Question

If A and B are symmetric matrices of the same order, Prove that AB – BA is a symmetric matrix.

Answer 1

Hint – In this particular question use the concept that a symmetric matrix is always a square matrix (i.e. rows and columns are the same) and it is always equal to its transpose so use these concepts to reach the solution of the question.

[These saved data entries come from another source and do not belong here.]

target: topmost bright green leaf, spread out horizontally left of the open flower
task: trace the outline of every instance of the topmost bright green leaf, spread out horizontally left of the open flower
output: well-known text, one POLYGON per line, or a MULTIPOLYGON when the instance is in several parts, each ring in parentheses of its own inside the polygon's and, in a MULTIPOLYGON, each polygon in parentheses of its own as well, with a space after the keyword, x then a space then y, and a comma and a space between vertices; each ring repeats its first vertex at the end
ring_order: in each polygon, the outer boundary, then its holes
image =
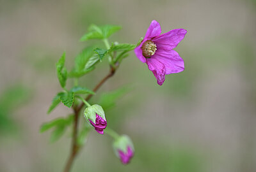
POLYGON ((119 25, 102 25, 97 26, 95 24, 90 25, 88 28, 88 33, 84 34, 80 41, 86 41, 89 39, 106 39, 111 36, 111 34, 122 29, 119 25))

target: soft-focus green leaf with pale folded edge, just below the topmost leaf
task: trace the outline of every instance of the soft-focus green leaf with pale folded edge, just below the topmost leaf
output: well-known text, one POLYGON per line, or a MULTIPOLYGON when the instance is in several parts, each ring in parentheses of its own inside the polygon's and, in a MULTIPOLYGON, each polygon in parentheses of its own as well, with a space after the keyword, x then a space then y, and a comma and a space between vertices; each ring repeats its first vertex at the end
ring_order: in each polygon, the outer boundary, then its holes
POLYGON ((75 59, 75 68, 68 73, 70 78, 78 78, 86 73, 89 73, 94 69, 95 64, 99 62, 99 57, 97 54, 93 53, 92 47, 84 48, 84 50, 77 55, 75 59))

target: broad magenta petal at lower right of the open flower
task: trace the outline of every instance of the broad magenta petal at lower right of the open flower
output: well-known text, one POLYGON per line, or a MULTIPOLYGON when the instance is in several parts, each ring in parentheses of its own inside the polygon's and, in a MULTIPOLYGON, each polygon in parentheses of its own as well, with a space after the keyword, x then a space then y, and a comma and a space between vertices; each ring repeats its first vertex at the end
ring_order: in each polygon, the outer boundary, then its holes
POLYGON ((151 58, 164 64, 166 75, 184 71, 184 61, 175 50, 157 50, 151 58))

Complete step-by-step answer:
As we all know a symmetric matrix is a square matrix which is always equal to its transpose of the matrix.
For example:
Consider a matrix M = \[\left[ {\begin{array}{*{20}{c}}
  0&1 \\
  1&0
\end{array}} \right]\]
Now take the transpose of this matrix we have,
$ \Rightarrow {M^T} = {\left[ {\begin{array}{*{20}{c}}
  0&1 \\
  1&0
\end{array}} \right]^T}$, where T is the sign for the transpose.
Now apply the transpose (i.e. in transpose rows changed into column and column changed into rows).
$ \Rightarrow {M^T} = \left[ {\begin{array}{*{20}{c}}
  0&1 \\
  1&0
\end{array}} \right]$
Therefore, $M = {M^T}$
So as we see that M and ${M^T}$ are the same therefore it is called a symmetric matrix.
Now it is given that A and B are the symmetric matrix of the same order.
So consider any symmetric matrix of order $\left( {2 \times 2} \right)$
Let, A = \[\left[ {\begin{array}{*{20}{c}}
  0&1 \\
  1&0
\end{array}} \right]\] and B = \[\left[ {\begin{array}{*{20}{c}}
  2&1 \\
  1&2
\end{array}} \right]\]
So it is a symmetric matrix
Therefore, $A = {A^T}{\text{ and }}B = {B^T}$
Now we have to prove AB – BA is a symmetric matrix.
Proof –
Now first find out the values of AB and BA
Therefore, AB = \[\left[ {\begin{array}{*{20}{c}}
  0&1 \\
  1&0
\end{array}} \right]\left[ {\begin{array}{*{20}{c}}
  2&1 \\
  1&2
\end{array}} \right]\]
 Now apply matrix multiplication we have,
$ \Rightarrow $AB = \[\left[ {\begin{array}{*{20}{c}}
  0&1 \\
  1&0
\end{array}} \right]\left[ {\begin{array}{*{20}{c}}
  2&1 \\
  1&2
\end{array}} \right] = \left[ {\begin{array}{*{20}{c}}
  {0 \times 2 + 1 \times 1}&{0 \times 1 + 1 \times 2} \\
  {1 \times 2 + 0 \times 1}&{1 \times 1 + 0 \times 2}
\end{array}} \right] = \left[ {\begin{array}{*{20}{c}}
  1&2 \\
  2&1
\end{array}} \right]\]
Now find out BA
Therefore, BA = \[\left[ {\begin{array}{*{20}{c}}
  2&1 \\
  1&2
\end{array}} \right]\left[ {\begin{array}{*{20}{c}}
  0&1 \\
  1&0
\end{array}} \right] = \left[ {\begin{array}{*{20}{c}}
  {2 \times 0 + 1 \times 1}&{2 \times 1 + 1 \times 0} \\
  {1 \times 0 + 2 \times 1}&{1 \times 1 + 2 \times 0}
\end{array}} \right] = \left[ {\begin{array}{*{20}{c}}
  1&2 \\
  2&1
\end{array}} \right]\]
So as we see that the value of the AB and BA are coming the same.
So the difference of these matrix is a zero matrix which is given as,
Therefore, AB – BA = \[\left[ {\begin{array}{*{20}{c}}
  1&2 \\
  2&1
\end{array}} \right] - \left[ {\begin{array}{*{20}{c}}
  1&2 \\
  2&1
\end{array}} \right] = \left[ {\begin{array}{*{20}{c}}
  0&0 \\
  0&0
\end{array}} \right]\]
Now take the transpose of the above matrix we have,
\[ \Rightarrow {\left( {AB - BA} \right)^T} = {\left[ {\begin{array}{*{20}{c}}
  0&0 \\
  0&0
\end{array}} \right]^T} = \left[ {\begin{array}{*{20}{c}}
  0&0 \\
  0&0
\end{array}} \right] = \] (AB – BA)
So the condition of symmetricity is satisfied.
Hence proved.

Note – Whenever we face such types of question the key concept we have to remember is that in a symmetric matrix (consider an order ($2 \times 2$)), the diagonal elements are always equal, so first assume any two symmetric matrix A and B as above, then calculate the values of AB and BA as above, then calculate (AB – BA) and its transpose we get the required result.